En las últimas décadas, la comunidad internacional ha hecho un gran esfuerzo por impulsar la participación de las mujeres y las niñas en la ciencia, sin embargo, siguen encontrando obstáculos para obtener y desenvolverse en esta área.
Lo anterior fue comentado en el conversatorio denominado “La importancia de la mujer en la ciencia”, organizado por el Colegio de Bachilleres de Chiapas (Cobach), en el marco de la Semana de la Mujer y la Niña en la Ciencia 2022.
Con el fin de lograr el acceso y la participación plena y equitativa en la ciencia para las mujeres y las niñas, además de la igualdad de género, la Asamblea General de las Naciones Unidas proclamó en el 2016, el 11 de febrero de cada año como el Día Internacional de la Mujer y la Niña en la Ciencia.
Las participantes coincidieron en que la igualdad entre los géneros y el empoderamiento de las mujeres y las niñas contribuirán decisivamente no sólo al desarrollo económico del mundo, sino también al progreso respecto de todos los objetivos y metas de la Agenda 2030 para el Desarrollo Sostenible.

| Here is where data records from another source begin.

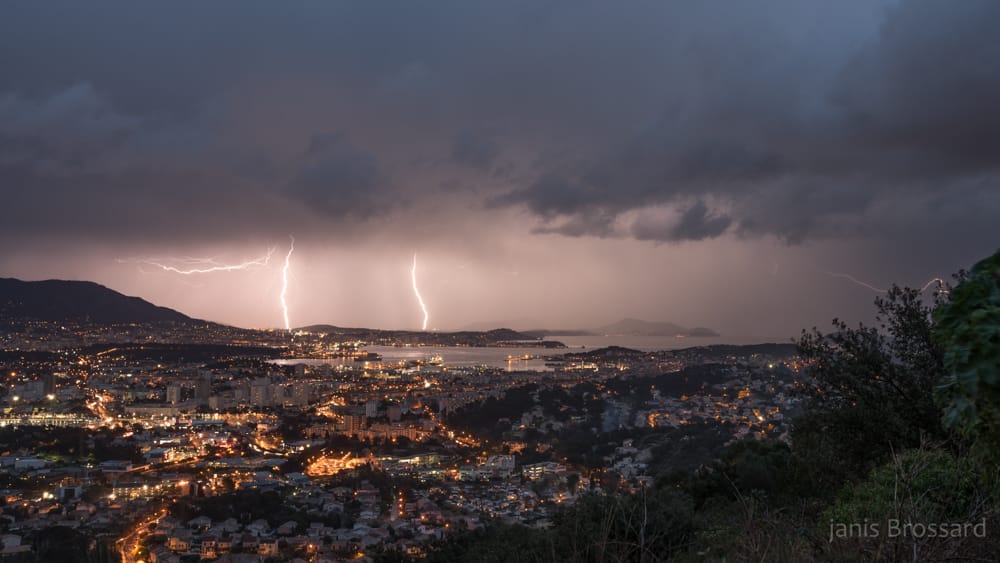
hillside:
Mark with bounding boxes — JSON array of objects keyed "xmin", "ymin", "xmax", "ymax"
[{"xmin": 0, "ymin": 278, "xmax": 196, "ymax": 324}]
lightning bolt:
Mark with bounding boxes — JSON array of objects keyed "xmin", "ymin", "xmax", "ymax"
[
  {"xmin": 824, "ymin": 272, "xmax": 945, "ymax": 293},
  {"xmin": 118, "ymin": 246, "xmax": 275, "ymax": 276},
  {"xmin": 410, "ymin": 252, "xmax": 430, "ymax": 330},
  {"xmin": 281, "ymin": 235, "xmax": 295, "ymax": 330}
]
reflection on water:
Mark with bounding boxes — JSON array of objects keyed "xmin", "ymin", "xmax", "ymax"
[
  {"xmin": 274, "ymin": 346, "xmax": 564, "ymax": 371},
  {"xmin": 274, "ymin": 336, "xmax": 789, "ymax": 371}
]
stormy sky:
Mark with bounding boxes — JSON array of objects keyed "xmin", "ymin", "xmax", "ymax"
[{"xmin": 0, "ymin": 0, "xmax": 1000, "ymax": 339}]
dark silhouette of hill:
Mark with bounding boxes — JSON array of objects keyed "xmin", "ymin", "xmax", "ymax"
[
  {"xmin": 596, "ymin": 319, "xmax": 719, "ymax": 337},
  {"xmin": 0, "ymin": 278, "xmax": 199, "ymax": 324}
]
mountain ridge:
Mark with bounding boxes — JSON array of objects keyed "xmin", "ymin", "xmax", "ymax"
[{"xmin": 0, "ymin": 278, "xmax": 199, "ymax": 324}]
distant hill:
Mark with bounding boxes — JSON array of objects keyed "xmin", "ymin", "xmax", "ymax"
[
  {"xmin": 0, "ymin": 278, "xmax": 198, "ymax": 324},
  {"xmin": 595, "ymin": 319, "xmax": 719, "ymax": 337}
]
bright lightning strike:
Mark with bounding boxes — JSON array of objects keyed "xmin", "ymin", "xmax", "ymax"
[
  {"xmin": 410, "ymin": 252, "xmax": 430, "ymax": 330},
  {"xmin": 118, "ymin": 246, "xmax": 275, "ymax": 276},
  {"xmin": 281, "ymin": 235, "xmax": 295, "ymax": 330},
  {"xmin": 826, "ymin": 272, "xmax": 944, "ymax": 293}
]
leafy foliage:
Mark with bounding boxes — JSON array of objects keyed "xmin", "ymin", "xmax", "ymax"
[
  {"xmin": 793, "ymin": 286, "xmax": 945, "ymax": 485},
  {"xmin": 935, "ymin": 252, "xmax": 1000, "ymax": 463}
]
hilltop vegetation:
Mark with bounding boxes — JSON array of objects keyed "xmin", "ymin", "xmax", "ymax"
[{"xmin": 402, "ymin": 252, "xmax": 1000, "ymax": 562}]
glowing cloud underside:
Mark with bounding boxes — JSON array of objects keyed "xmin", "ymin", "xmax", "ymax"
[
  {"xmin": 410, "ymin": 253, "xmax": 430, "ymax": 330},
  {"xmin": 118, "ymin": 247, "xmax": 275, "ymax": 276},
  {"xmin": 826, "ymin": 272, "xmax": 944, "ymax": 293},
  {"xmin": 281, "ymin": 235, "xmax": 295, "ymax": 330}
]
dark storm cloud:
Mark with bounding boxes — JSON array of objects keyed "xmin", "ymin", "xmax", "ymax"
[
  {"xmin": 0, "ymin": 0, "xmax": 1000, "ymax": 250},
  {"xmin": 632, "ymin": 200, "xmax": 732, "ymax": 241},
  {"xmin": 288, "ymin": 134, "xmax": 391, "ymax": 219},
  {"xmin": 451, "ymin": 131, "xmax": 500, "ymax": 170},
  {"xmin": 500, "ymin": 1, "xmax": 1000, "ymax": 242}
]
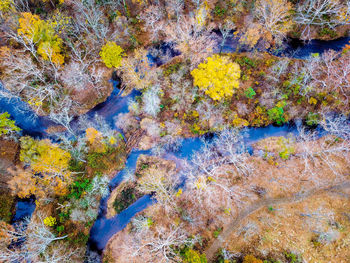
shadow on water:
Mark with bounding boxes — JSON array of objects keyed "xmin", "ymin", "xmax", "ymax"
[{"xmin": 0, "ymin": 34, "xmax": 350, "ymax": 262}]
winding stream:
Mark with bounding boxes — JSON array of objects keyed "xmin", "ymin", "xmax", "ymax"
[{"xmin": 0, "ymin": 36, "xmax": 350, "ymax": 258}]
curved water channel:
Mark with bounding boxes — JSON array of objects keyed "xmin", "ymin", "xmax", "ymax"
[{"xmin": 0, "ymin": 36, "xmax": 350, "ymax": 258}]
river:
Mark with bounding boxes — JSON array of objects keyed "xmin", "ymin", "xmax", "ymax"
[{"xmin": 0, "ymin": 34, "xmax": 350, "ymax": 260}]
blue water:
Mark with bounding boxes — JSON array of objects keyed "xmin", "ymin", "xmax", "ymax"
[
  {"xmin": 0, "ymin": 35, "xmax": 350, "ymax": 258},
  {"xmin": 12, "ymin": 198, "xmax": 35, "ymax": 223},
  {"xmin": 89, "ymin": 195, "xmax": 154, "ymax": 251}
]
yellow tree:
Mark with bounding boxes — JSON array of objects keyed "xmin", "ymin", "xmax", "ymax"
[
  {"xmin": 191, "ymin": 55, "xmax": 241, "ymax": 101},
  {"xmin": 17, "ymin": 12, "xmax": 64, "ymax": 65},
  {"xmin": 85, "ymin": 127, "xmax": 106, "ymax": 153},
  {"xmin": 20, "ymin": 137, "xmax": 72, "ymax": 195},
  {"xmin": 100, "ymin": 41, "xmax": 124, "ymax": 68}
]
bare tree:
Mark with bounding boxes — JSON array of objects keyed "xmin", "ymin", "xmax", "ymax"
[
  {"xmin": 138, "ymin": 168, "xmax": 178, "ymax": 208},
  {"xmin": 255, "ymin": 0, "xmax": 292, "ymax": 44},
  {"xmin": 0, "ymin": 215, "xmax": 67, "ymax": 262},
  {"xmin": 294, "ymin": 0, "xmax": 350, "ymax": 39}
]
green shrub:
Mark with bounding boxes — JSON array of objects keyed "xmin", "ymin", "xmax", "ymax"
[
  {"xmin": 68, "ymin": 178, "xmax": 92, "ymax": 199},
  {"xmin": 0, "ymin": 193, "xmax": 14, "ymax": 223},
  {"xmin": 181, "ymin": 248, "xmax": 207, "ymax": 263},
  {"xmin": 0, "ymin": 112, "xmax": 21, "ymax": 136},
  {"xmin": 306, "ymin": 112, "xmax": 320, "ymax": 126},
  {"xmin": 244, "ymin": 87, "xmax": 256, "ymax": 99},
  {"xmin": 267, "ymin": 101, "xmax": 286, "ymax": 125}
]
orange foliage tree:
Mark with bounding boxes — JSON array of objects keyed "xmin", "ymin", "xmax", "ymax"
[{"xmin": 13, "ymin": 137, "xmax": 72, "ymax": 197}]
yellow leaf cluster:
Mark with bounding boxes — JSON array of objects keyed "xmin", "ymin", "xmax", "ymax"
[
  {"xmin": 44, "ymin": 216, "xmax": 57, "ymax": 226},
  {"xmin": 85, "ymin": 127, "xmax": 102, "ymax": 144},
  {"xmin": 20, "ymin": 137, "xmax": 71, "ymax": 195},
  {"xmin": 85, "ymin": 127, "xmax": 106, "ymax": 153},
  {"xmin": 17, "ymin": 12, "xmax": 64, "ymax": 65},
  {"xmin": 191, "ymin": 55, "xmax": 241, "ymax": 101},
  {"xmin": 0, "ymin": 0, "xmax": 14, "ymax": 15},
  {"xmin": 100, "ymin": 41, "xmax": 124, "ymax": 68}
]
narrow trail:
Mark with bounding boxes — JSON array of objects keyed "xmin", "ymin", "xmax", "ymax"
[{"xmin": 204, "ymin": 181, "xmax": 350, "ymax": 262}]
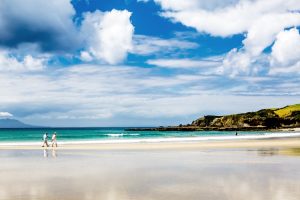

Hacer frente a algunos de los mayores desafíos de la Agenda para el Desarrollo Sostenible, desde la mejora de la salud hasta el cambio climático, dependerá del aprovechamiento de todos los talentos.
Eso significa conseguir introducir a más mujeres en estos campos. La diversidad en la investigación amplía el número de investigadores talentosos, aportando una nueva perspectiva, talento y creatividad.
Marisol Espinoza Ruiz, doctora en Ciencias y catedrática de la Facultad de Ciencias Químicas de la Universidad Autónoma de Chiapas (Unach), refirió que en el ámbito laboral había y todavía hay ciertas situaciones relacionadas con el machismo presente en la identidad de ciertas personas, ideas que deben evolucionar y cambiar para darse cuenta que la presencia de la mujer en la ciencia es muy importante.
A lo largo de la historia la participación de la mujer en la ciencia ha sido difícil; miles de ellas con gran potencial en el área enfrentaron diversas dificultades para desenvolverse, incluso, la primera mujer médico se hizo pasar por hombre para poder estudiar medicina.
La maestra Sandra de la Rosa indicó que es una realidad que en México no se han vencido algunos paradigmas sobre la capacidad que tiene cada ser para generar ciencia, por lo que no la fomentan desde el núcleo familiar, dejando ese papel a las escuelas y a los maestros.
Esto hace necesario que los maestros tengan expectativas con sus alumnos, sobre sus capacidades para generar ciencia y ayudarlos a aprender en el nivel en que se encuentren para combatir los estereotipos en esta área.